Why healthcare providers will win public support for implementing digital solutions
13 December 2018
A recent survey reported by the HSJ shows that the public’s highest priorities for new NHS funding are cancer care and staffing, while their lowest are digital access and better services for vulnerable groups.
While it is understandable that the public would choose ‘clinical’ over ‘digital’ in a binary choice, we should be very clear in our viewpoint that , the two things are not mutually exclusive and that we need to be making the case for how digital will bring enormous benefits to patients, not just in terms of processes but also in terms of the quality of their own treatment and care.
In his first speech after being appointed Health and Social Care Secretary in July 2018, Matt Hancock said: “From today, let this be clear – tech transformation is coming.” This statement could not have come sooner.

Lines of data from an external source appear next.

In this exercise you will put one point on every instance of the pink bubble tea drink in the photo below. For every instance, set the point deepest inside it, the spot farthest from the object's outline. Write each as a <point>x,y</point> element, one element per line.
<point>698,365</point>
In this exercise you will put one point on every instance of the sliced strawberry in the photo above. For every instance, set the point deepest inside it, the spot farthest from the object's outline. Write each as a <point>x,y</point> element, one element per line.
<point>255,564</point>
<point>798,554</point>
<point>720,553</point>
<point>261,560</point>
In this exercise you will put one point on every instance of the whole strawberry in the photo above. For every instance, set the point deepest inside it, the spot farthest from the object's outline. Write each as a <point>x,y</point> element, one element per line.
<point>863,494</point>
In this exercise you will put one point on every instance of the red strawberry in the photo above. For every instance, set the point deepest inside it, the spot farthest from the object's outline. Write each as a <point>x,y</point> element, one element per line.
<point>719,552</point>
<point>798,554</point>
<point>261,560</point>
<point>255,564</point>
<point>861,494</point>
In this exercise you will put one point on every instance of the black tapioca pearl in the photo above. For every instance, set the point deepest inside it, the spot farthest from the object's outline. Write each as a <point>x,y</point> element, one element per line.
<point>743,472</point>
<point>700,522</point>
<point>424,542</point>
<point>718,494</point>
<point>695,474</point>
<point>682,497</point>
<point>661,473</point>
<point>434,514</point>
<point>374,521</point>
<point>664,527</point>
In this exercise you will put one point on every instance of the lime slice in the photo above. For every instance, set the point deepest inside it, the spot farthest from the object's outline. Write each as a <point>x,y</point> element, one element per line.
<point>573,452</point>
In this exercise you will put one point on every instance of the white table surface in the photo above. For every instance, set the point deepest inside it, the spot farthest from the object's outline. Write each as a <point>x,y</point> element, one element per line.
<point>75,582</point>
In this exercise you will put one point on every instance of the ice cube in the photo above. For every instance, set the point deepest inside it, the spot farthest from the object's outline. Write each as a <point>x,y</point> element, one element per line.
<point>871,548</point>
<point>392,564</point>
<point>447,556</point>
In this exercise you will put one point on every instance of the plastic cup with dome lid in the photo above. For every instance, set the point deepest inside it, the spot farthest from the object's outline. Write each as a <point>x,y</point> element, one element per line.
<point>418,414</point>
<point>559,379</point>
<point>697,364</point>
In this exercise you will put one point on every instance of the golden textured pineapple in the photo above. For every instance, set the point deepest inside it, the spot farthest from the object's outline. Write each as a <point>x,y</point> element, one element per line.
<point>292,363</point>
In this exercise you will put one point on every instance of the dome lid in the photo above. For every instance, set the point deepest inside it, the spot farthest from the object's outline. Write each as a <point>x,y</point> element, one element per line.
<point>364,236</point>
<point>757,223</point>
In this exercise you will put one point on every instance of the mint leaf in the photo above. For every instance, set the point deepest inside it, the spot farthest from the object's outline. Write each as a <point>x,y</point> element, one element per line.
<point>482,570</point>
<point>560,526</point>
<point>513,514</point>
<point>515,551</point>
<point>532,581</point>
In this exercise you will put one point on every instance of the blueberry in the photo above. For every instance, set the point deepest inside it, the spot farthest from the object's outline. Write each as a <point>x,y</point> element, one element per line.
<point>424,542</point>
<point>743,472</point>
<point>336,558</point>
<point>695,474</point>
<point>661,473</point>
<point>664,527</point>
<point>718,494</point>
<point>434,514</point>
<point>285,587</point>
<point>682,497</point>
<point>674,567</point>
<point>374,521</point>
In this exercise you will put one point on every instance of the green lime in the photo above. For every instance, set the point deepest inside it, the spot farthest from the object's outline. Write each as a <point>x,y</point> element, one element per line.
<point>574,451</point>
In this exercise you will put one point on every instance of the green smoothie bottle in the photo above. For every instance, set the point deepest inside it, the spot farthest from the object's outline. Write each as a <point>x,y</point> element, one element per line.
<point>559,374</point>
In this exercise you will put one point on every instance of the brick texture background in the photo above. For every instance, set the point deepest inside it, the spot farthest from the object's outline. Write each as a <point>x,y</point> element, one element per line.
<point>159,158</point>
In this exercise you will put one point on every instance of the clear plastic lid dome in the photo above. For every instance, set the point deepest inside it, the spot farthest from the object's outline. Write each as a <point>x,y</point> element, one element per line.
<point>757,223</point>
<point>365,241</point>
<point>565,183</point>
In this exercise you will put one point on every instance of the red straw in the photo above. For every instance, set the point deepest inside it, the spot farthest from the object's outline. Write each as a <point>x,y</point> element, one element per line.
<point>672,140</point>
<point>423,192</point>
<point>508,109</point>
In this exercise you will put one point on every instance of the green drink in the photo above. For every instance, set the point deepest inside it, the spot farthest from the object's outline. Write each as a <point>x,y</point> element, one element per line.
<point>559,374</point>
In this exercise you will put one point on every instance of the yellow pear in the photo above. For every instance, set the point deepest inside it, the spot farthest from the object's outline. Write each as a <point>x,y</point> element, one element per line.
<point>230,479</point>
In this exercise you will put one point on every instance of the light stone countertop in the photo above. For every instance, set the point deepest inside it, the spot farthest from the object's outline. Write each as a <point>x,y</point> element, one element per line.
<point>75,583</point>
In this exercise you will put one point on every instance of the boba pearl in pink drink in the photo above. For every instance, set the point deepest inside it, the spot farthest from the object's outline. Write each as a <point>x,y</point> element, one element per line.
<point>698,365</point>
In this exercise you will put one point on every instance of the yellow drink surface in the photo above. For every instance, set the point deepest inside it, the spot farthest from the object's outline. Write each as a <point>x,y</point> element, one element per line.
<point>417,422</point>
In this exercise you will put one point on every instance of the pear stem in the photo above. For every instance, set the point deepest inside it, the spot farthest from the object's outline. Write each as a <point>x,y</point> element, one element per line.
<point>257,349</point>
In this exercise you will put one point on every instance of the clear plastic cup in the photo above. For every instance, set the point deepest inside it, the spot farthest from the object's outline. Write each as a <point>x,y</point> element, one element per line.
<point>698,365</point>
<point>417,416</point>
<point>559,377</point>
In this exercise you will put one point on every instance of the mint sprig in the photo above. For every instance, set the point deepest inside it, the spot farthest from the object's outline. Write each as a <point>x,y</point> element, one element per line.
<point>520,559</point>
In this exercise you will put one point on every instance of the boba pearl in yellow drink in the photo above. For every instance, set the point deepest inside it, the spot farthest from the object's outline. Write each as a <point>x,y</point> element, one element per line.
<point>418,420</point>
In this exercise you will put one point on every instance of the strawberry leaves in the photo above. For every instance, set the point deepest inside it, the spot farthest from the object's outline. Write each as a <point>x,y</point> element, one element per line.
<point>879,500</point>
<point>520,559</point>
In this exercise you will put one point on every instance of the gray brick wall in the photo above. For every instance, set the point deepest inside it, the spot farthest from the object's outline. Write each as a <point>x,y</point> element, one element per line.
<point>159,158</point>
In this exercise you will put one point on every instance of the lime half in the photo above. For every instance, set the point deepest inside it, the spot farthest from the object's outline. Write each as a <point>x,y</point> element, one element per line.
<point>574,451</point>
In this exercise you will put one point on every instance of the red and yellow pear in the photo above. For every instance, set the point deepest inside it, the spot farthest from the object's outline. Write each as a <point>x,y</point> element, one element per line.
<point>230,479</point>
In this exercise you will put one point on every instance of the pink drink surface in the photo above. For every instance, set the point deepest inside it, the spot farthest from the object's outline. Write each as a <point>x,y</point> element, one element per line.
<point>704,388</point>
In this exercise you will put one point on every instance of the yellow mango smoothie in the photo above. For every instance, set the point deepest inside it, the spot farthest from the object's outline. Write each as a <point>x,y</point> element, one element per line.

Technology is already transforming how people live, work and play, but the healthcare sector has, to date been slow in taking advantage of these developments, and in many cases, is playing catch up with other industries.
With increasingly strained budgets, an increase in chronic conditions and an ageing population that will require more care in the future; a renewed priority and focus on technology will be central to the transformational change required by today’s NHS. If properly integrated into an organisation’s overall strategy, technology can enable reform across the system which can, in turn, contain costs, improve access and save lives.
We are working with health providers, life sciences and technology companies across the globe to create a ‘digital’ vision for health in the future that is engaging for staff, patients and service users.
The challenge faced by providers, life sciences and technology companies is to create a vision based on the bigger picture:
- Every penny saved by digitising processes and driving up productivity can be reinvested into better treatments.
- Digital advances are leading to improved treatment of conditions, from Artificial Intelligence to analyse genomic data to the use of mobile devices and IoT technologies, to enhance patient engagement and clinical trials for new therapies and drugs.
- Care delivery uses technology to communicate and monitor patients’ health in new ways. Using wearables and apps, for example, to keep patients informed and in control of their own health, particularly for chronic conditions. Virtualisation of medical consultations can enable clinicians to manage a higher number of patients without the need for physical presence.
- Technology enabled care logistics can transform the efficiency of managing patients through the health system, for example by automating referrals and notifications, managing appointments and treatment schedules online and digitising forms.
- Care management technologies are able to focus on empowering patients to manage their own health and wellbeing, giving them control through information, apps and online communities that can improve preventative actions and lifestyle choices.
Our own research shows that patients see some clear advantages for the introduction of AI and tech to the healthcare industry. There is clearly a journey that patients are on in accepting new technologies but there is more work to be done on reassuring them that the new developments will continue to prioritise their relationships with the staff whom they interact with.
However, if just a proportion of the UK population start to use more services delivered through technology it could begin to deliver savings by freeing up both staff and resources. This could, in turn, make a serious contribution to addressing the huge financial challenges facing the health system in the UK.